Thompson's group studies surface, interface and bulk structures to understand the correlation between structure and physical properties. Current aspects of her research include studies in situ characterization using x-ray techniques at the Advanced Photon Source during processing of metal organic chemical vapor deposition (MOCVD) of nitrides and oxides. Her group also synthesizes and studies epitaxial thin films and surfaces, studying strain relaxation processes using real-time x-ray techniques and ex-situ atomic force microscopy, and the effect of surface and size on thin film properties at the nanoscale.

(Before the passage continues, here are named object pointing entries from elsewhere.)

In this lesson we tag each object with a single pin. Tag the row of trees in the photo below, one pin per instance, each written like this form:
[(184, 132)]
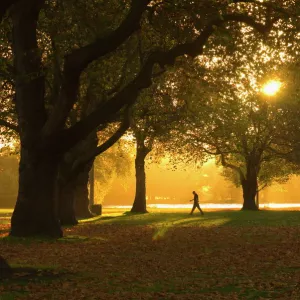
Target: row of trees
[(69, 70)]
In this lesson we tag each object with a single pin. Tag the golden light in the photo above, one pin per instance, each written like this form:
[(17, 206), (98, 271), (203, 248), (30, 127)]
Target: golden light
[(271, 87)]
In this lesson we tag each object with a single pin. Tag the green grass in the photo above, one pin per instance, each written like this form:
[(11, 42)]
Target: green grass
[(213, 218), (162, 255)]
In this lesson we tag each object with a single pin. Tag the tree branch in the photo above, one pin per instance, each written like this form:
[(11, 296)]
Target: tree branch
[(129, 94), (9, 125), (80, 58), (106, 145), (4, 6)]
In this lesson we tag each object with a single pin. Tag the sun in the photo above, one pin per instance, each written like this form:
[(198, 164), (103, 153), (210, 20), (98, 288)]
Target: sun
[(271, 87)]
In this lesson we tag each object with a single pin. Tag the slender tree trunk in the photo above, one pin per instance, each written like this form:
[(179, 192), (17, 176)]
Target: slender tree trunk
[(36, 210), (139, 204), (249, 186), (66, 204), (82, 194)]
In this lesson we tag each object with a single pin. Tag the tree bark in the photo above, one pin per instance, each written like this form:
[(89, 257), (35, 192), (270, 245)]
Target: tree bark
[(139, 204), (249, 185), (66, 204), (36, 210), (82, 194)]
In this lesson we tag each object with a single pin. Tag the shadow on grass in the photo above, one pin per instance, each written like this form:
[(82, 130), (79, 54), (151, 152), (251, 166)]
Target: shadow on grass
[(215, 218)]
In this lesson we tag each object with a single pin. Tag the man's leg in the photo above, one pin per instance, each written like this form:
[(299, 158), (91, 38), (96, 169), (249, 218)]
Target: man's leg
[(194, 206), (198, 206)]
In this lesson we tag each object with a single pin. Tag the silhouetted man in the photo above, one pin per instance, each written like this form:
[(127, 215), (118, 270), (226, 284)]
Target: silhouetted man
[(196, 203)]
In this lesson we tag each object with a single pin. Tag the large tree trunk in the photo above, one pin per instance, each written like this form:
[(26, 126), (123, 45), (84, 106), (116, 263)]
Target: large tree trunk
[(36, 210), (66, 204), (139, 204), (82, 194)]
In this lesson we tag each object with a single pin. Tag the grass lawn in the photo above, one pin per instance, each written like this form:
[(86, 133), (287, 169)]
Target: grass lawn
[(161, 255)]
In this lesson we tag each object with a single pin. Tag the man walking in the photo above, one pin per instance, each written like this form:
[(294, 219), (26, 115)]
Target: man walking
[(196, 203)]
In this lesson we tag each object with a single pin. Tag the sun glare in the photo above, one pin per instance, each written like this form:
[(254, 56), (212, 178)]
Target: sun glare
[(271, 87)]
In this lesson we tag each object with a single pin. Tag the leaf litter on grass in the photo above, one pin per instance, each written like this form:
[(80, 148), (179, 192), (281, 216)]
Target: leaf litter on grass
[(125, 262)]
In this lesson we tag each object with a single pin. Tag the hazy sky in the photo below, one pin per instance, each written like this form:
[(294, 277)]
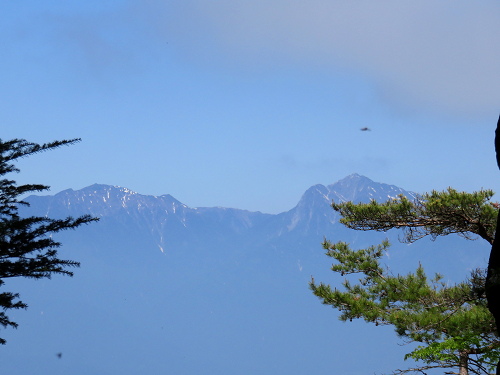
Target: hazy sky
[(248, 103)]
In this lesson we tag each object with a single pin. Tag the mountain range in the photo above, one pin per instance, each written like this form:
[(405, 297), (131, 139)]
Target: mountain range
[(165, 288)]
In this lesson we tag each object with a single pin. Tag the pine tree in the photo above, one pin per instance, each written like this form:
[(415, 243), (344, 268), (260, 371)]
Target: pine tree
[(27, 248), (493, 275), (452, 322)]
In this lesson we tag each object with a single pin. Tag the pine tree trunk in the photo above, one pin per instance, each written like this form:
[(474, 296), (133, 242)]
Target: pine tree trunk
[(464, 361), (493, 277)]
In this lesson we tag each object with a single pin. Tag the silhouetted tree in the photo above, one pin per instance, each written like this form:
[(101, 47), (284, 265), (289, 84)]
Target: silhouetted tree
[(493, 276), (453, 323), (27, 248)]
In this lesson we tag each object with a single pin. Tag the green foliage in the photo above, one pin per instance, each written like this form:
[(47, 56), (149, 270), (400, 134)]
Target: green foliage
[(27, 248), (453, 322), (483, 352), (434, 214)]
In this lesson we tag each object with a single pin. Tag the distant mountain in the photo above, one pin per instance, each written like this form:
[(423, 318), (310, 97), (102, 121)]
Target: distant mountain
[(166, 288), (167, 220)]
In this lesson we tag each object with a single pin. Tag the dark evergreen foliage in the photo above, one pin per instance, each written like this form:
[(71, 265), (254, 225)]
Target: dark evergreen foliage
[(26, 246), (453, 323)]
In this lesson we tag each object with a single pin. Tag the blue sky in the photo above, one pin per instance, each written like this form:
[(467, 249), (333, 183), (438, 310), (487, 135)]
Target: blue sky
[(247, 104)]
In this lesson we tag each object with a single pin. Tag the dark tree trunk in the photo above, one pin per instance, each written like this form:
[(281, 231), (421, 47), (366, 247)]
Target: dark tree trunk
[(493, 277)]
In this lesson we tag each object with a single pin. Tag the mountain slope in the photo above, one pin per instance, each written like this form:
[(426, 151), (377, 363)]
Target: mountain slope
[(165, 288)]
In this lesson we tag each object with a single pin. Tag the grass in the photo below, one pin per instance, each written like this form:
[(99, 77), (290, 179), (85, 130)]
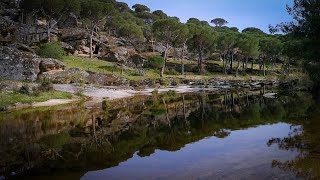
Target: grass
[(13, 98), (106, 67)]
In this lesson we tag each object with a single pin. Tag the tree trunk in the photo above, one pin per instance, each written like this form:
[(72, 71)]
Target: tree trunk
[(167, 113), (165, 61), (200, 62), (244, 68), (224, 64), (238, 67), (252, 62), (49, 32), (231, 63), (264, 68), (91, 46), (289, 66), (182, 61)]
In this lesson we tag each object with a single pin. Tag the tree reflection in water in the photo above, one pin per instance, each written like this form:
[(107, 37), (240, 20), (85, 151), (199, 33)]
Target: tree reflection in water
[(305, 140), (76, 139)]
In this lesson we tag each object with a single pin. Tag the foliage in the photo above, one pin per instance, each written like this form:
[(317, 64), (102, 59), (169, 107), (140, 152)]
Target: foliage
[(155, 62), (131, 32), (51, 50), (253, 30), (219, 22), (140, 8), (13, 98)]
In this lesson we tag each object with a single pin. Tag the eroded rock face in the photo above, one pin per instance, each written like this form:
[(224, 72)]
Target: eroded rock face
[(49, 64), (107, 79), (18, 65), (72, 75), (25, 66)]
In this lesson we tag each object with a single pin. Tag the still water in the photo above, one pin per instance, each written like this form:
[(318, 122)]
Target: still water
[(229, 135)]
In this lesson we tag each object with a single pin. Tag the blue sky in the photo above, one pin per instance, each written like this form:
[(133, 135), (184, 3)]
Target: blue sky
[(241, 14)]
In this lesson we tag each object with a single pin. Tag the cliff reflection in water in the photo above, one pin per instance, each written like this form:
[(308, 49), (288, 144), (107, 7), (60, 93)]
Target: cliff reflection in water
[(70, 141)]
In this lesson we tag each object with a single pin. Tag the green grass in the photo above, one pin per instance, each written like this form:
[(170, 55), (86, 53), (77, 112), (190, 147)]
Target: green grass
[(13, 98), (106, 67)]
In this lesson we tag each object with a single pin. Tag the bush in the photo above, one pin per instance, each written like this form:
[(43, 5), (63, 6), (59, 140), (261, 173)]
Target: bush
[(155, 62), (46, 85), (51, 50), (24, 89)]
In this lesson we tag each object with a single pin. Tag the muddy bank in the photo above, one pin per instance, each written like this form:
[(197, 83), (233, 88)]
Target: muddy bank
[(98, 93)]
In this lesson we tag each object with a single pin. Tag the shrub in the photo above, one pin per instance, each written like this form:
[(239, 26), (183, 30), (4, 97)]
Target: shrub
[(51, 50), (46, 85), (155, 62), (24, 89)]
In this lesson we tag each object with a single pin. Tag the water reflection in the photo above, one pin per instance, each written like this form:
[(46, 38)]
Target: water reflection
[(162, 134)]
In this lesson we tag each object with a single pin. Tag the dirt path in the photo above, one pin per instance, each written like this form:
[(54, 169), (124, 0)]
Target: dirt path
[(54, 102), (112, 93)]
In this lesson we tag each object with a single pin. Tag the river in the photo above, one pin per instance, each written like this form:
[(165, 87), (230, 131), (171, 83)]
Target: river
[(204, 135)]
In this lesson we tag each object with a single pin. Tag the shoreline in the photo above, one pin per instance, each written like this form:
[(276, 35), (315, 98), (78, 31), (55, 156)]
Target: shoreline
[(96, 94)]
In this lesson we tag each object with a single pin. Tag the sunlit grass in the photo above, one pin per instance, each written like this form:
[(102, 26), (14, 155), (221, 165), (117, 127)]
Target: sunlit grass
[(13, 98)]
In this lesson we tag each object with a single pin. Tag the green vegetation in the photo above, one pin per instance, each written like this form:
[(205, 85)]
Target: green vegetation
[(51, 50), (13, 98), (197, 40)]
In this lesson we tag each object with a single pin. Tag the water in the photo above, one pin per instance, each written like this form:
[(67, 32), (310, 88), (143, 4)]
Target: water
[(231, 135)]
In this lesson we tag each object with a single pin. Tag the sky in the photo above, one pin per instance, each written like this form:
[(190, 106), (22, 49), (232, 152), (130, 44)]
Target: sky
[(241, 14)]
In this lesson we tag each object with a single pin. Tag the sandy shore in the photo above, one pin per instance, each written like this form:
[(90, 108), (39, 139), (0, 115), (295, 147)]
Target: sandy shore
[(54, 102), (113, 93)]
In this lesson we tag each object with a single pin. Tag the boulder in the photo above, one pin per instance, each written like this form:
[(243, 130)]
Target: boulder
[(18, 65), (49, 64), (119, 55), (25, 66), (72, 75), (67, 47), (107, 79)]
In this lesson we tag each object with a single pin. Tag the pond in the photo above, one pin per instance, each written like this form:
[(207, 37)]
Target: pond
[(205, 135)]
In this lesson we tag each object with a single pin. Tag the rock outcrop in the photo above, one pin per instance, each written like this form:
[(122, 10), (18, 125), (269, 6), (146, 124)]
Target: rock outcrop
[(18, 65), (25, 66)]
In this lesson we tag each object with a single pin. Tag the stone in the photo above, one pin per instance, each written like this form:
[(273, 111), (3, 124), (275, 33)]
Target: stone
[(67, 47), (18, 65), (72, 75), (49, 64), (107, 79)]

Van Veenendaal studies condensed-matter theory and in particular the interaction between x-rays and solids. The focus is on strongly correlated systems such as transition-metal and rare-earth compounds. The research involves, e.g. x-ray dichroism and inelastic x-ray scattering, magnetism, orbital and charge excitations. Methods include exact diagonalization of small clusters, many-body techniques, and analytical methods to study key features of spectroscopy.
The theoretical research in Winkler's group is centered around spin-dependent phenomena in solid state systems. Questions of interest include spin-orbit coupling, spin dynamics, and transport and optics in systems with reduced dimensionality. Numerical studies are complemented by simple and transparent analytical models that capture the important physics. Computer-algebra systems represent an important tool for this work.
Xiao's group currently works in the field of nanoscience, with emphasis on superconductivity in confined geometries. Various synthesis approaches have been developed or used to fabricate superconductors in the forms of nanowires, nanoribbons, shape-controlled nanocrystals, and antidot arrays (films containing arrays of nanoscale holes). Size and shape effect on superconductivity and magnetic flux pinning and dynamics have been the research focus. Potential applications of nanomaterials are also explored, with current interest on development of robust hydrogen gas sensors with short response times and high sensitivities.